DSA Lab | Arrays & Strings

What Is an Array?

An array is a contiguous block of memory that stores elements of the same type, one after another, with no gaps. Think of it like a row of numbered lockers in a hallway. Each locker has a number (the index — a zero-based position identifier), and you can walk directly to locker #47 without opening any of the others.

That "walk directly to any locker" property is called random access — you can read or write any element in constant time, O(1), because the computer just calculates the memory address: start_address + index × element_size. No searching required.

A Brief History

Arrays are as old as programming itself. The concept dates back to the 1940s and 1950s, when early languages like Fortran (1957) needed a way to represent mathematical vectors and matrices. John Backus and his team at IBM baked arrays directly into Fortran's design — they called them "subscripted variables." The idea was borrowed straight from mathematics, where you'd write a_i to mean the i-th element of sequence a.

The reason arrays became the default structure is hardware. CPUs are built around sequential memory access. When you read element [5] of an array, the CPU's cache prefetcher guesses you'll want [6] next and loads it speculatively. This prediction works because arrays store elements contiguously. That hardware-level optimization is why arrays remain the fastest general-purpose data structure 70 years later.

Arrays vs. Strings

A string is just an array of characters. In C, it's literally a char[] with a null terminator (\0) marking the end. In Python and JavaScript, strings are immutable — meaning you can't change individual characters in place. Every "modification" actually creates a new string, which matters for performance.

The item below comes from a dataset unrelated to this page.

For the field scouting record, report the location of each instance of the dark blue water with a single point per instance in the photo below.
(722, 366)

When someone says "array problem" in an interview context, they usually mean arrays, strings, or both. The techniques overlap almost completely: two pointers, sliding window, prefix sums — all work on both.

Static vs. Dynamic Arrays

A static array has a fixed size set at creation time. C arrays and Java arrays work this way — once you declare int arr[10], you get exactly 10 slots. No more, no less. A dynamic array (Python's list, JavaScript's Array, Java's ArrayList, C++'s vector) can grow and shrink. Under the hood, a dynamic array starts with some initial capacity and doubles when it runs out of room — a strategy called amortized doubling.

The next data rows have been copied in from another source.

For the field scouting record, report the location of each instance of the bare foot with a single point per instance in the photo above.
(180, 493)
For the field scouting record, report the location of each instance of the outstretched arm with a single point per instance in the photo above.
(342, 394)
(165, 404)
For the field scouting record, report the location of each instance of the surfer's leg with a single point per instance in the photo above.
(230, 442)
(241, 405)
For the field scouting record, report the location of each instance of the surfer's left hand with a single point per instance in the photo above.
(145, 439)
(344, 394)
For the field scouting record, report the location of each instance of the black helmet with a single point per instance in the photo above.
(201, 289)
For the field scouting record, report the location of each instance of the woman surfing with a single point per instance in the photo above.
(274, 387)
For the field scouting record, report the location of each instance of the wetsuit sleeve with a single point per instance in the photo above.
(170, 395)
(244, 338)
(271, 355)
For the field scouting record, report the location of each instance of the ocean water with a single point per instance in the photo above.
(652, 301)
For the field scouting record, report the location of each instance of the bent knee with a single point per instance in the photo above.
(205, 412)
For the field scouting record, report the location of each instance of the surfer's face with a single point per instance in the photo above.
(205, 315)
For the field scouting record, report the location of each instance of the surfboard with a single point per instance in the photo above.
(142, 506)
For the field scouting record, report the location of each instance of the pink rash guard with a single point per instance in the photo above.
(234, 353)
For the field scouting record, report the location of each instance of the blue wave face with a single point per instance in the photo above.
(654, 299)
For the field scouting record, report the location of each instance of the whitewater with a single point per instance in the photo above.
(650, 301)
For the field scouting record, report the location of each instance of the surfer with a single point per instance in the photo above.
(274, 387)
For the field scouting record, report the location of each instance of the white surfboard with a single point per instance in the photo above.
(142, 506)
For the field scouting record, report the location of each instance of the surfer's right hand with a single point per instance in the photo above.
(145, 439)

Here's why doubling works so well: if you start with capacity 4 and keep appending, you'll resize at 4, 8, 16, 32... elements. Each resize copies everything, but the total copies across all resizes is roughly 2n. Spread across n appends, that's O(1) per append on average. Contrast this with growing by 1 each time — you'd copy 1 + 2 + 3 + ... + n = O(n²) total.

Real-World Uses

Buffers — network packets, audio samples, pixel data all land in arrays
Lookup tables — hash maps use arrays internally for O(1) access
Matrices — images, spreadsheets, game boards are 2D arrays
Strings everywhere — URLs, JSON, SQL queries, user input
GPU computing — graphics pipelines process arrays of vertices, pixels, and textures in parallel
Time-series data — stock prices, sensor readings, log entries stored as ordered arrays

How It Works

Memory Layout

When you create an array of 5 integers, the OS hands you a block of 5 × 4 = 20 bytes (assuming 32-bit ints). Element 0 starts at the beginning. Element 1 starts 4 bytes later. Element 4 starts 16 bytes later. That's it — no pointers, no metadata between elements, just raw data packed tight.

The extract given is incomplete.